Galina Ivanovna Ustvolskaya |
Galina Ustvolskaya
The first representative of post-war new music in the Soviet Union. Galina Ustvolskaya began to create her compositions, written in a fully formed musical language, already in the late 1940s – early 1950s – and thus began her career a decade and a half earlier than the authors of the sixties generation, who reached creative maturity only in the years ” thaw.” All her life she remained a hermit, an outsider who did not belong to any of the schools or creative groups.
Ustvolskaya was born in 1919 in Petrograd. In 1937-47. studied composition with Shostakovich at the Leningrad Conservatory. By the time it ended, the extremely ascetic and at the same time extremely expressive language of Ustvolskaya had already developed. In those years, she also created several works for orchestra, which still fit into the mainstream of the grand style of Soviet music. Among the performers of these compositions was Yevgeny Mravinsky.
In the late 1950s, Ustvolskaya departed from her teacher, completely renounced creative compromises and led a life of a recluse, not very rich in external events. For almost half a century of creativity, she created only 25 compositions. Sometimes several years passed between the appearance of her new works. She herself believed that she could create only when she felt that God dictated music to her. Since the 1970s, the titles of Ustvolskaya’s works have unequivocally emphasized their existential and spiritual orientation, they contain texts of religious content. “My writings are not religious, but undoubtedly spiritual, because in them I gave myself all: my soul, my heart,” Ustvolskaya later said in one of the rarest interviews.
Ustvolskaya is a specifically Petersburg phenomenon. She could not imagine her life without her native city and almost never left it. The feeling of a “cry from the underground”, which fills most of her works, obviously traces its lineage to the phantoms of Gogol, Dostoevsky and Kharms. In one of her letters, the composer said that her work was “music from a black hole.” Many of Ustvolskaya’s compositions are written for small but often unusual instrumental ensembles. Including – all her subsequent symphonies (1979-90) and works that she called “compositions” (1970-75). For example, only four performers participate in her Fourth Symphony (Prayer, 1987), but Ustvolskaya categorically objected to calling these works “chamber music” – their spiritual and musical impulse is so powerful. Let us quote the words of the composer Georgy Dorokhov (1984-2013), who died untimely (his work can in many ways be considered the spiritual heritage of Ustvolskaya’s “extreme hermitage”): “Extreme disproportions, imbalance of compositions do not allow us to call them chamber. And the limited instrumentation comes from the concentrated composer’s thinking, which does not even allow the thought of not only superfluous, but simply additional details.

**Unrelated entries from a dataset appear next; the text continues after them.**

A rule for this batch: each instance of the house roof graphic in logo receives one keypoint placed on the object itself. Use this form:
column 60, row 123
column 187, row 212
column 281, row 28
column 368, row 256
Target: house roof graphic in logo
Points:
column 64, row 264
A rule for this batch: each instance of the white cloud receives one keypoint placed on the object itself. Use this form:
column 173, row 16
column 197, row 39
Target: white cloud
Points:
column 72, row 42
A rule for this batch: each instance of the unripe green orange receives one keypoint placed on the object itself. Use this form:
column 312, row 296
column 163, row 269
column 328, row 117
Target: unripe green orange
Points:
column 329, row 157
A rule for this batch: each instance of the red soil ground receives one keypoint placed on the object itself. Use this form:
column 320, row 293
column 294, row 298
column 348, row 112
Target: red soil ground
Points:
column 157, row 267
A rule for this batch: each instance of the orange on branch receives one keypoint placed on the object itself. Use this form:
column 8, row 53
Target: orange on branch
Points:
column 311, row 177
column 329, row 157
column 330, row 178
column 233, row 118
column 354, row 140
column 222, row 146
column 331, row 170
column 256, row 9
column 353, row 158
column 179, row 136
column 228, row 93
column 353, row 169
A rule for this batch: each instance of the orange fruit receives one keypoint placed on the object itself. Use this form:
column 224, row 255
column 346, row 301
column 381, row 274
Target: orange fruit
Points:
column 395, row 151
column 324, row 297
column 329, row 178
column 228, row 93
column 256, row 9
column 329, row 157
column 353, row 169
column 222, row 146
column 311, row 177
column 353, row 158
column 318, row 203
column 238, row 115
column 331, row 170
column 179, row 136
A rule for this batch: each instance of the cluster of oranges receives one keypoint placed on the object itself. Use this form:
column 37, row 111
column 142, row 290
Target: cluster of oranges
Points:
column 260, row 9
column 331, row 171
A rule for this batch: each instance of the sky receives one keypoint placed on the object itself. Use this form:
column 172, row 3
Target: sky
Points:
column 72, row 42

Real recognition came to Ustvolskaya in the late 1980s, when prominent foreign musicians heard her compositions in Leningrad. In the 1990s – 2000s, a number of international festivals of Ustvolskaya’s music took place (in Amsterdam, Vienna, Bern, Warsaw and other European cities), and the Hamburg publishing house Sikorski acquired the rights to publish all of her works. Creativity Ustvolskaya became the subject of research and dissertations. At the same time, the first trips of the composer took place abroad, where the performers of her works were Mstislav Rostropovich, Charles Mackerras, Reinbert de Leeuw, Frank Denyer, Patricia Kopatchinskaya, Markus Hinterhäuser and other famous musicians. In Russia, the best interpreters of Ustvolskaya include Anatoly Vedernikov, Alexei Lyubimov, Oleg Malov, Ivan Sokolov, Fedor Amirov.
Ustvolskaya’s last composition (Fifth Symphony “Amen”) is dated 1990. After that, according to her, she ceased to feel the divine hand dictating new compositions to her. It is characteristic that her work ended with the Soviet Leningrad, and inspiration left her in the free “gangster Petersburg” of the 1990s. For the last decade and a half, she has not taken part in the musical life of her city, and rarely communicated with musicologists and journalists. Galina Ustvolskaya died at an advanced age in 2006. Only a few people attended her funeral. In the year of the composer’s 90th birthday (2009), anniversary concerts of her compositions were held in Moscow and St. Petersburg, organized by Alexei Lyubimov, the greatest enthusiast of Ustvolskaya’s work.